A carrier signal having different sidebands is amplitude-modulated in both sidebands, attenuated by half at the frequency of the video carrier, and converted into a residual sideband by a Nyquist filter having an odd-symmetrical amplitude characteristic with respect to the frequency of the video carrier. A large amount of digital signals can be multiplexed in the band of the current television system by superimposing the carrier wave in the band of the television signal subjected to the vestigial sideband amplitude modulation and transmitting and receiving. And, even when the signal is received by the current television receiver, there is almost no interference and there is compatibility. A dedicated receiver can extract a large amount of multiplexed digital signals,
It is very effective from the viewpoint of effective use of radio wave resources.

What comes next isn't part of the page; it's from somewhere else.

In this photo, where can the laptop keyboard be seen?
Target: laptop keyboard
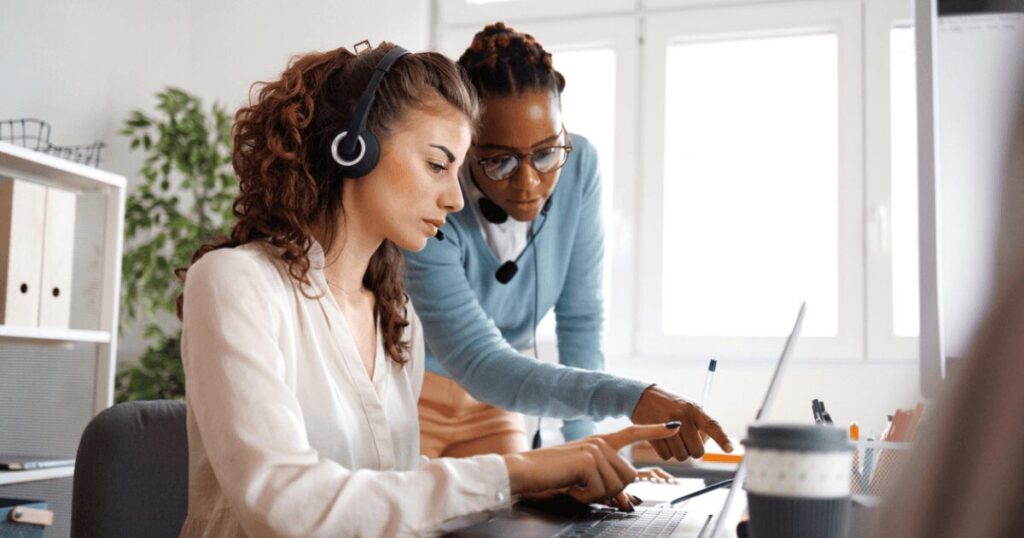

BRIEF DESCRIPTION OF THE DRAWINGS FIG. 1 (a) is a spectrum diagram of a vestigial sideband amplitude-modulated television signal in a current television system according to an embodiment of the present invention, and FIG. 1 (b) is a subcarrier. FIG. 1 (c), FIG. 1 (d), and FIG. 1 (e) show a carrier wave having a phase different from that of a video carrier by ± 90 degrees by the multiplex signal. FIG. 1 (f) is a spectrum diagram in which the signal shown in FIG. 1 (e) is multiplexed with the signal shown in FIG. 1 (a), and FIG. 2 is an embodiment of the present invention. Block diagram showing a television signal processing method on the transmitting side in FIG.
3A and 3B are a spectrum diagram and a vector diagram at the time of demodulation of a multiplex signal, and FIG. 3C is a block diagram of a television receiver for demodulating a multiplex signal according to an embodiment of the present invention. FIG. 4 (a) is a block diagram of a current television receiver performing video synchronous detection, and FIGS. 4 (b) and 4 (c) are spectra of the current television receiver at the time of synchronous detection. Figure and vector diagram, Figure 5 is NT
FIG. 3 is a spectrum diagram showing an SC television signal on a two-dimensional plane of time frequency ₁ and vertical frequency ₂ . 5,38… Transfer device, 33,43… Video intermediate frequency filter, 8
... Second filter, 37 filter, 12 four-phase modulator, 20 four-phase demodulator.

   ────────────────────────────────────────────────── ─── Continuation of front page    (72) Inventor Hideshi Inoue               1006 Kadoma Kadoma Matsushita Electric Industrial               Inside the corporation (72) Inventor Hitoshi Takai               1006 Kadoma Kadoma Matsushita Electric Industrial               Inside the corporation (72) Inventor Koji Aono               2-10, Kotobukicho, Takamatsu               Industrial Co., Ltd.                (56) References JP-A-62-221286 (JP, A)

Claims (1)

(57) [Claims] A multiplexed signal obtained by modulating a subcarrier with a digital signal.
A carrier having the same frequency as the video carrier and a phase different by 90 degrees is amplitude modulated on both sides of the band, attenuated by half at the frequency of the video carrier, and retained by a Nyquist filter having an oddly symmetric amplitude characteristic with respect to the frequency of the video carrier. A television signal processing method for receiving a signal in which a signal in a sideband is superimposed in a band of a television signal obtained by modulating the video carrier with a residual sideband amplitude, comprising: The band is limited, and the output signal of the filter is synchronously detected with a carrier having a phase different from that of the reproduced video carrier by 90 degrees, the subcarrier is reproduced from the detected signal, and the digital signal is demodulated by digital demodulation. Characteristic television signal processing method.